Hitit Üniversitesi İlahiyat Fakültesi tarafından, "Hiper Teknolojik 21. Asırda Yeni Teknolojiler, Din ve Dindarlık" konulu konferans düzenlendi. Konferansa konuşmacı olarak katılan Uludağ Üniversitesi İlahiyat Fakültesi Öğretim Görevlisi Doç. Dr. Ahmet Dağ, teknolojinin gelişmesiyle yaşanan toplumsal dönüşüm ve etkileri üzerine açıklamalarda bulundu. 2005 yılında sosyal medyanın hayata dahil olmasıyla birlikte insanların yaşamlarının çok farklılaştığına ve değiştiğine dikkat çeken Doç. Dr. Dağ, sürecin içerisinde olunmasına rağmen bu değişimin ne kadar köklü, farklı ve radikal olduğunun çok kavranamadığına işaret etti. Dağ şöyle devam etti:
“Dijitalleşmenin getirdiği düzlemde Müslümanlar olarak teknoloji dünyasında olmalıyız. Nihayetinde burası bir enformasyon, bilgilendirme, tebliğ dünyası. Buna göre bir refleks sergiledik. Buna ait olan birtakım kanallar, adresler oluşturuldu. Ancak bunun sağlıklı olmadığını gördük. Burada inşa edilen din dilinin özellikle vaizler, din adamları üzerinden geliştirilen dilin problemli olduğunu, bu problemin gençler tarafından fark edildiğini veya bu dil ile alay edercesine caps haline getirdiklerini gördük. Bu dinden soğumayı da beraberinde getirdi. Dine karşı, dindara karşı, din görevlisine karşı mesafeli duruşu meydana getirdi. Bu süreci iyi yönetemedik" diye konuştu.
"İlahiyat fakültelerinde de yapay zeka alanında dersler verilmeli"
Yapay zekayı insan zihninin taklidi olarak tanımlayan Dağ, “Algoritma esasına dayanır. Öğrenme süreçleri ile kendisini geliştiren bir yapıya sahip.

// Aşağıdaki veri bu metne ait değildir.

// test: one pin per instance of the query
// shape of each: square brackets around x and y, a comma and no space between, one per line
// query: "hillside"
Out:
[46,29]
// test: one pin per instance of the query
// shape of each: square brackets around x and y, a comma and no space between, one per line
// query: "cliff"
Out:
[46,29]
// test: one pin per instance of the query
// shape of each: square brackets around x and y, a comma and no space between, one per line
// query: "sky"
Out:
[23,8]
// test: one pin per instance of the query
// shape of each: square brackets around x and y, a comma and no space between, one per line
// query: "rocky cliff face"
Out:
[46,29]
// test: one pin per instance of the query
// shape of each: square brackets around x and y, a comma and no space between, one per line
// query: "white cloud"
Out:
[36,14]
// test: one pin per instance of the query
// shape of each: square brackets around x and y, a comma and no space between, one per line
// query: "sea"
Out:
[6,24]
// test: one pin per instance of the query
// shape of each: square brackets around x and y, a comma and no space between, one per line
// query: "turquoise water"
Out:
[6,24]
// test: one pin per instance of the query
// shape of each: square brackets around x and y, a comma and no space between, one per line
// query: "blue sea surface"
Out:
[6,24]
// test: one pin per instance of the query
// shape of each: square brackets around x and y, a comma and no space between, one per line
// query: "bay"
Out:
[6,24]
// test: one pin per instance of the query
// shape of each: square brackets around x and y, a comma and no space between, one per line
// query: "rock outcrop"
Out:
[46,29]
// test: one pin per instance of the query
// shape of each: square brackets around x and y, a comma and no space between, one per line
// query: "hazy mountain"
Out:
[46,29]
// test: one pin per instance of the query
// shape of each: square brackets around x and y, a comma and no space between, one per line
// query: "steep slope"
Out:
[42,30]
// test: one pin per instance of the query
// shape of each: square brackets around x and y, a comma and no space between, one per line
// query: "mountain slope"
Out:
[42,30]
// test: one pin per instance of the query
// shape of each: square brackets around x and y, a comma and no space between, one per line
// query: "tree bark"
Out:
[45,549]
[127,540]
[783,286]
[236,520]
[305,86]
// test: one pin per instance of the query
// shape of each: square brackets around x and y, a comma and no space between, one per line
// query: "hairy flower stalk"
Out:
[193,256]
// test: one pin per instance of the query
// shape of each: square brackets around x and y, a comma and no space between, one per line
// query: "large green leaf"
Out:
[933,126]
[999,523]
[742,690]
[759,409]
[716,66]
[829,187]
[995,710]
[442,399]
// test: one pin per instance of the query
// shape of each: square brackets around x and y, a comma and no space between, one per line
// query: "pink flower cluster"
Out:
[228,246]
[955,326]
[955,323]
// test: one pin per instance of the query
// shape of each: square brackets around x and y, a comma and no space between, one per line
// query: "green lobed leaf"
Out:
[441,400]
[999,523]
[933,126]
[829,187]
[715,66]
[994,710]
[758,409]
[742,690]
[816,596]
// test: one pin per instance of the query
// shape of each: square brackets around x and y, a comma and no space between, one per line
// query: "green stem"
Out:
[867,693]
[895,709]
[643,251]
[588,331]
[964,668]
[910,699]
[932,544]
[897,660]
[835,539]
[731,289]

Yapay zekanın hiçbir zaman 'ben' bilincine ulaşmayacağını düşünenlerdenim. İnsanımsı bir hale geleceğine dair bir düşüncem yok. Yapay zekâ ile aneroidin bir araya gelmesiyle ilk defa insanlık kendisi kadar zeki veya kendisinden daha zeki bir varlıkla yaşayacak. Bu insanlık için enteresan bir tecrübe olacak. Yapay zeka konusunda üniversitelerimiz çalışma yapmalı. Ancak bunun yapılmadığını görüyoruz" dedi. "İlahiyatlarda neden yapay zeka ve moleküler biyoloji alanında ders yok" diye soran Dağ, "Neden ilahiyat fakültelerine sözel bölümden öğrenci alınır. Anlanacak bir durum değil. Bir, teoloji denen alan çok güçlü bir alan. İki, İslam düşüncesi kavranması o kadar kolay olmayan bir şey. Matematik düşünce, analitik düşünce bizde hakim değilse işimiz çok zor" ifadelerini kullandı.
TÜBİTAK’ı eleştirdi
Konuşmasında TÜBİTAK’ı da eleştiren Dağ, “Türkiye’de yapay zeka ve etik alanında toplasanız 10-15 tane makale çıkar. Ancak Avrupa ülkelerinde bu sayı çok fazla. TÜBİTAK’a 'Yapay zeka, robotik, dijitalleşme ve etik' konulu bir araştırma önergesi verdim. Almanya’da bir üniversiteden bu sunumla ilgili davet aldım. TÜBİTAK’a iki kez verdiğim proje iki kez reddedildi. Reddedilme gerekçelerinden birisi şu, 'İlahiyat fakültesi hocası olarak bu senin ne işine yarayacak?' bu yazıldı. İtiraz ettim. Ahlaki tutum değildir, bilimsel tutum değildir. İlahiyat fakültelerine ayrımcılığı gösteren verilen rapora karşı itiraz yazdım. Adamın kafasında şu var, 'Bu adam ilahiyat fakültesinde görev yapıyor, Almanya’da üniversiteye gidecek, orada ne yapacak?'. Ya da 'Sosyal bilimci, felsefecinin yapay zeka ile ne işi var?'” şeklinde konuştu.
Konferansa, İlahiyat Fakültesi Dekan Yardımcısı Doç. Dr. Yunus Öztürk, akademisyenler ve öğrenciler katıldı.